Simon Charbonneau avait écopé d’une peine d’emprisonnement à purger dans un établissement fédéral à la suite de l’homicide involontaire de sa conjointe à Roxton Pond, en 2011.

Simon Charbonneau, qui avait étranglé à mort sa conjointe, bientôt libéré sous conditions

Karine Blanchard
Karine Blanchard
La Voix de l'Est
Condamné à près de sept ans de prison pour avoir étranglé à mort sa conjointe, Simon Charbonneau obtiendra bientôt sa libération, mais pas à n’importe quel prix. Une série de conditions spéciales lui a été imposée par la Commission des libérations conditionnelles du Canada.

Le trentenaire a une longue feuille de route criminelle qui a débuté dès l’adolescence. Ses intervenants constatent qu’il présente une criminalité précoce et polymorphe qui s’est aggravée avec les années. Fraude, voies de fait, possession de stupéfiants, intimidation et menaces sont quelques-uns des crimes qu’il a commis au fil des ans.

Aucune accalmie de sa criminalité n’a été observée jusqu’à ce que Charbonneau écope d’une peine d’emprisonnement à purger dans un établissement fédéral à la suite de l’homicide involontaire de sa conjointe à Roxton Pond, en 2011. À la suite d’une dispute, il l’a étranglée à mort. À ce moment-là, il était déjà sous condition dans un dossier de violence conjugale envers elle.

Sa sentence a été majorée de quatre mois, en août dernier, à la suite de délits commis alors qu’il était en libération d’office. Il s’est notamment retrouvé en liberté illégale pendant 66 jours. Il a aussi commis une fraude d’identité, une entrave aux fonctions d’un agent de la paix et possédé des stupéfiants.

Simon Charbonneau devra respecter une série de conditions lorsqu’il obtiendra sa libération, en janvier 2021, dont celle d’être assigné à résidence.

Un parcours peu reluisant

Son parcours derrière les barreaux depuis sa condamnation pour homicide involontaire n’est pas reluisant. À une quinzaine d’occasions, il s’est retrouvé en isolement. On note aussi plus de 30 rapports d’infraction à son dossier.

Son niveau de sécurité a aussi été haussé à celui d’élevé en 2016 à la suite de son implication dans une bagarre avec un codétenu pendant laquelle il l’a frappé à de nombreuses reprises à la tête.

Aux prises avec des problèmes de gestion de la violence et de l’impulsivité, il consomme aussi des stupéfiants alors qu’il fait l’objet d’une interdiction à cet effet.
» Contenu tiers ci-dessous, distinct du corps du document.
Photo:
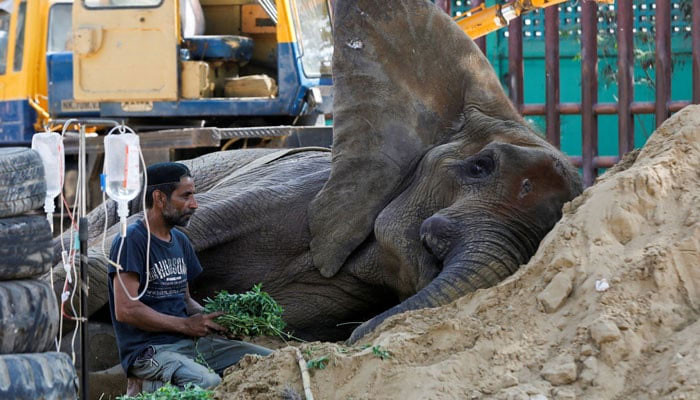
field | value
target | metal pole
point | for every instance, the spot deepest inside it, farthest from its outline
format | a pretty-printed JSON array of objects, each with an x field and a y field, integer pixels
[
  {"x": 663, "y": 59},
  {"x": 696, "y": 51},
  {"x": 551, "y": 34},
  {"x": 515, "y": 62},
  {"x": 481, "y": 42},
  {"x": 625, "y": 76},
  {"x": 83, "y": 237}
]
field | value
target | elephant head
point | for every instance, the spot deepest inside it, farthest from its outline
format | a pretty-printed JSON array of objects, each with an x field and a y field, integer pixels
[{"x": 430, "y": 159}]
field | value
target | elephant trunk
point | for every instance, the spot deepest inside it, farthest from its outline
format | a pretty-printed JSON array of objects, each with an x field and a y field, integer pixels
[{"x": 490, "y": 254}]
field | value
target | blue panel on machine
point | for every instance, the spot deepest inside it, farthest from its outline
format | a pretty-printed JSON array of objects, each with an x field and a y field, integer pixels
[
  {"x": 17, "y": 118},
  {"x": 60, "y": 75}
]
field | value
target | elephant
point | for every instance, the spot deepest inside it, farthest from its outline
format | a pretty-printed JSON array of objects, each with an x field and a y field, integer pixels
[{"x": 435, "y": 185}]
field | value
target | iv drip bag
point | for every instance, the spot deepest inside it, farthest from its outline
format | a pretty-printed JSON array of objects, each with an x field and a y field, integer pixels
[
  {"x": 49, "y": 145},
  {"x": 122, "y": 170}
]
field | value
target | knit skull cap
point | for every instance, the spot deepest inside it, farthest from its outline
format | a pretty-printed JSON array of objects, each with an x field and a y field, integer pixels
[{"x": 166, "y": 172}]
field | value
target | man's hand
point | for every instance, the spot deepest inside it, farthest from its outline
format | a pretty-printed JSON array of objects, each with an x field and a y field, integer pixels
[{"x": 199, "y": 325}]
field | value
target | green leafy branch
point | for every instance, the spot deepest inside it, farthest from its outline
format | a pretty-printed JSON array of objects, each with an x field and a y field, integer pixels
[{"x": 169, "y": 392}]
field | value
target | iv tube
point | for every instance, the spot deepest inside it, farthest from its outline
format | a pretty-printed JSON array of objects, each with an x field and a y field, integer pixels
[
  {"x": 49, "y": 145},
  {"x": 122, "y": 170}
]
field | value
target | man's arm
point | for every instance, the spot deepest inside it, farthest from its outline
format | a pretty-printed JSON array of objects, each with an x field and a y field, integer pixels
[
  {"x": 193, "y": 307},
  {"x": 137, "y": 314}
]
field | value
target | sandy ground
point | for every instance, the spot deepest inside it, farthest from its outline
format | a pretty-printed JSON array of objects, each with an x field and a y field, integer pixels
[{"x": 606, "y": 309}]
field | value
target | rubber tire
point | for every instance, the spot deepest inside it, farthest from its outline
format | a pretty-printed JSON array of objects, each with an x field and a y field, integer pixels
[
  {"x": 28, "y": 317},
  {"x": 27, "y": 247},
  {"x": 37, "y": 376},
  {"x": 22, "y": 182}
]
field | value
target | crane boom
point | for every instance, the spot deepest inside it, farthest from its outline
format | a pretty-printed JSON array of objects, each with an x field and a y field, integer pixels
[{"x": 482, "y": 20}]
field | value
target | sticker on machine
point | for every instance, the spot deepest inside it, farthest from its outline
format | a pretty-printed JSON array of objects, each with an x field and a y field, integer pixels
[
  {"x": 72, "y": 105},
  {"x": 137, "y": 106}
]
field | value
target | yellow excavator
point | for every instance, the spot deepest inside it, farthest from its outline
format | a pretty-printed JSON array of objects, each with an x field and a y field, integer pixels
[{"x": 482, "y": 20}]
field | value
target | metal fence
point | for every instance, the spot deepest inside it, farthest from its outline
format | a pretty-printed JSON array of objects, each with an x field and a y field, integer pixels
[{"x": 589, "y": 108}]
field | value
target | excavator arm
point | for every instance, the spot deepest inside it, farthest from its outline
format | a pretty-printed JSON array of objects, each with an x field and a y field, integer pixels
[{"x": 482, "y": 20}]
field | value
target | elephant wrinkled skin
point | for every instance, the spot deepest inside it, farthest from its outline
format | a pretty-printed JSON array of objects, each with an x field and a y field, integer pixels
[{"x": 435, "y": 186}]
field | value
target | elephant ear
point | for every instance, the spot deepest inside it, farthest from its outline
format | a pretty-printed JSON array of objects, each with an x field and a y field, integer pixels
[{"x": 403, "y": 73}]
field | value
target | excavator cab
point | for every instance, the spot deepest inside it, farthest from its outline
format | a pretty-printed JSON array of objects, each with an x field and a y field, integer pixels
[{"x": 166, "y": 63}]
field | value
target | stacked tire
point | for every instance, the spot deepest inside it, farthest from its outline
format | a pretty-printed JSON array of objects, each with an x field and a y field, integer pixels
[{"x": 28, "y": 307}]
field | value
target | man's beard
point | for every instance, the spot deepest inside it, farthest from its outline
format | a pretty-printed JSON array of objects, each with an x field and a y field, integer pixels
[{"x": 175, "y": 218}]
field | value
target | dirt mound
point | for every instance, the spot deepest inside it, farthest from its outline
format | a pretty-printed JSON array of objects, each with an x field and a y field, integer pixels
[{"x": 607, "y": 308}]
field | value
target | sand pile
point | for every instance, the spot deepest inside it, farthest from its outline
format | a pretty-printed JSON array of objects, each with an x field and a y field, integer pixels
[{"x": 607, "y": 308}]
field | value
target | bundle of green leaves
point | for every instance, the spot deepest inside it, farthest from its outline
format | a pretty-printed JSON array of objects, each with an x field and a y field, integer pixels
[
  {"x": 253, "y": 313},
  {"x": 169, "y": 392}
]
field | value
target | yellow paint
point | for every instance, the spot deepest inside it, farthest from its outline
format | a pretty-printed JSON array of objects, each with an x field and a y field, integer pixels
[
  {"x": 126, "y": 54},
  {"x": 30, "y": 81},
  {"x": 481, "y": 20},
  {"x": 285, "y": 31}
]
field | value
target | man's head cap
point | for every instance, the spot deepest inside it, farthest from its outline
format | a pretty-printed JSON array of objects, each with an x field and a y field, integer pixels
[{"x": 167, "y": 172}]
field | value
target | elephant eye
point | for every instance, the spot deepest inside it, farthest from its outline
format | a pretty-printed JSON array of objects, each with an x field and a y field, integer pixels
[{"x": 479, "y": 167}]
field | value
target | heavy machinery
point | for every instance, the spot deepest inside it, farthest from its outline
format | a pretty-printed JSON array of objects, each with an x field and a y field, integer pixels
[
  {"x": 481, "y": 20},
  {"x": 164, "y": 65}
]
La Commission a révoqué au début du mois d’octobre sa libération d’office puisqu’elle est convaincue qu’une récidive de sa part, avant l’expiration de sa peine, présente un risque inacceptable pour la société, peut-on lire dans la décision. Or, les dispositions de la Loi sur le système correctionnel et la mise en liberté sous condition font en sorte qu’il sera à nouveau remis en liberté sous surveillance, en janvier 2021, et le sera jusqu’à la fin de sa sentence.

Simon Charbonneau sera alors assigné à résidence, c’est-à-dire qu’il vivra dans une maison de transition jusqu’à la fin de sa sentence «puisque les facteurs contributifs à votre criminalité présentent toujours un besoin élevé d’intervention et d’amélioration», note-t-on dans la décision.

Éviter des contacts avec certaines personnes, ne pas consommer de drogues ni d’alcool, éviter les débits de boissons, éviter de contacter les victimes et déclarer tout relation ou fréquentation avec les femmes figurent parmi la liste des conditions qui lui sont imposées.

Qui plus est, tous les privilèges de sortie lui sont refusés, ce qui l’obligera à revenir tous les soirs à son lieu de résidence.